Auf dieser sehr ungewöhnlichen CD sind Werke von insgesamt fünf Komponisten versammelt, deren gemeinsames Anliegen es ist, die Stimme gegen Fanatismus und ideologische Verblendung zu erheben. Ihre Antwort ist spirituelle Empfindsamkeit, die sie mit ihrer individuellen Kunst ausdrücken.

Zusammengetragen hat diese Stücke der Trompeter Reinhold Friedrich, der Freude an neuen Entdeckungen hat. Als Orchester fungiert durchgehend das Georgische Kammerorchester Ingolstadt unter dem Dirigenten Ruben Gazarian. Dieses 1964 in Tbilisi (Georgien) gegründete Orchester siedelte nach 25 Jahren nach Ingolstadt über, wo es nun seit 30 Jahren Teil  des lokalen Kulturlebens geworden ist. Der Dirigent Ruben Gazarian ist aktuell Generalmusikdirektor des Theaters Altenburg Gera, einem Haus mit großer Tradition.

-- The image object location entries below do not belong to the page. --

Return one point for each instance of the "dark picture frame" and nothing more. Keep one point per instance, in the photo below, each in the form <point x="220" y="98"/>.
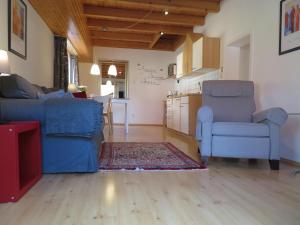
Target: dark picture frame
<point x="17" y="28"/>
<point x="289" y="26"/>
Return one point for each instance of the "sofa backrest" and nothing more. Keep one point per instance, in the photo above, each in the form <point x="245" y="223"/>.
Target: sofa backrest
<point x="230" y="100"/>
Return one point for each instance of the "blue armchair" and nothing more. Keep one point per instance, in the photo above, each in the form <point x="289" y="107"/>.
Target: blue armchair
<point x="227" y="127"/>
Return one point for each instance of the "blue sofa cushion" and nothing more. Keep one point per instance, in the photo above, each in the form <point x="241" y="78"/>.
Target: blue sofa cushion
<point x="240" y="129"/>
<point x="56" y="94"/>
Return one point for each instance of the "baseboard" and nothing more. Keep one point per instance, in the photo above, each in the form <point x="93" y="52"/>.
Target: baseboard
<point x="290" y="162"/>
<point x="139" y="124"/>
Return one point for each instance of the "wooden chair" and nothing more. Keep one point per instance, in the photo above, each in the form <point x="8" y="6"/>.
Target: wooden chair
<point x="107" y="109"/>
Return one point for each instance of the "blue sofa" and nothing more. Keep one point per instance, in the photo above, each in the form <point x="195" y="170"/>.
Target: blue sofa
<point x="228" y="127"/>
<point x="71" y="130"/>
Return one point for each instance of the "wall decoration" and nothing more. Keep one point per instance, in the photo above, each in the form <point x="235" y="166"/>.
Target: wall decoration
<point x="289" y="37"/>
<point x="150" y="76"/>
<point x="17" y="28"/>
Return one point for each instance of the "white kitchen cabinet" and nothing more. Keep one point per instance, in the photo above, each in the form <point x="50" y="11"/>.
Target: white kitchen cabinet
<point x="170" y="113"/>
<point x="179" y="65"/>
<point x="184" y="118"/>
<point x="197" y="55"/>
<point x="176" y="114"/>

Das erste, titelgebende Stück von  Benjamin Yusupow (* 1962) ist ein Konzert für Trompete, Klavier und Streicher, das Friedrich Gelegenheit gibt, seine Virtuosität zu demonstrieren indem er im Verlauf des Konzertes von der Scholar zur Trompete wechselt. Den Klavierpart spielt der japanische, aber in Deutschland ausgebildete Pianist Eriko Takezawa.

Ein noch bedeutend komplexeres Werk ist „Eine Deutsch-Jüdische Kantate“ des Dirigenten und Komponisten Iván Fischer. Hier kommt auch der Sopran von Dorothee Mields zum Einsatz, die sonst eher als Interpretin von Musik des 17. und 18. Jahrhunderts bekannt ist. Fischer verwendet für dieses 2006 entstandene Werk weitgehend eine barocke Formensprache, in die er jüdische und deutsche Lieder, sowie Verfremdungen von Arien Felix Mendelssohns integriert.

Die Komposition „Night Prayers“ des 2019 verstorbenen  georgischen Komponisten Giya Kancheli ist eine elegische Reflexion der Zerstörungen seiner Heimat während des Bürgerkriegs. Das Stück war ursprünglich für Solo-Klarinette geschrieben und wurde von Friedrich für die Trompete transponiert.

Ebenfalls bereits 2000 verstorben ist der Komponist Alan Hovhaness, der armenische Wurzeln hatte, aber in den USA aufwuchs. Sein „Haroutioun“ („Auferstehung“) genanntes Stück folgt formal dem Aufbau einer Arie, wird aber nur von Trompete und Streichern ausgeführt.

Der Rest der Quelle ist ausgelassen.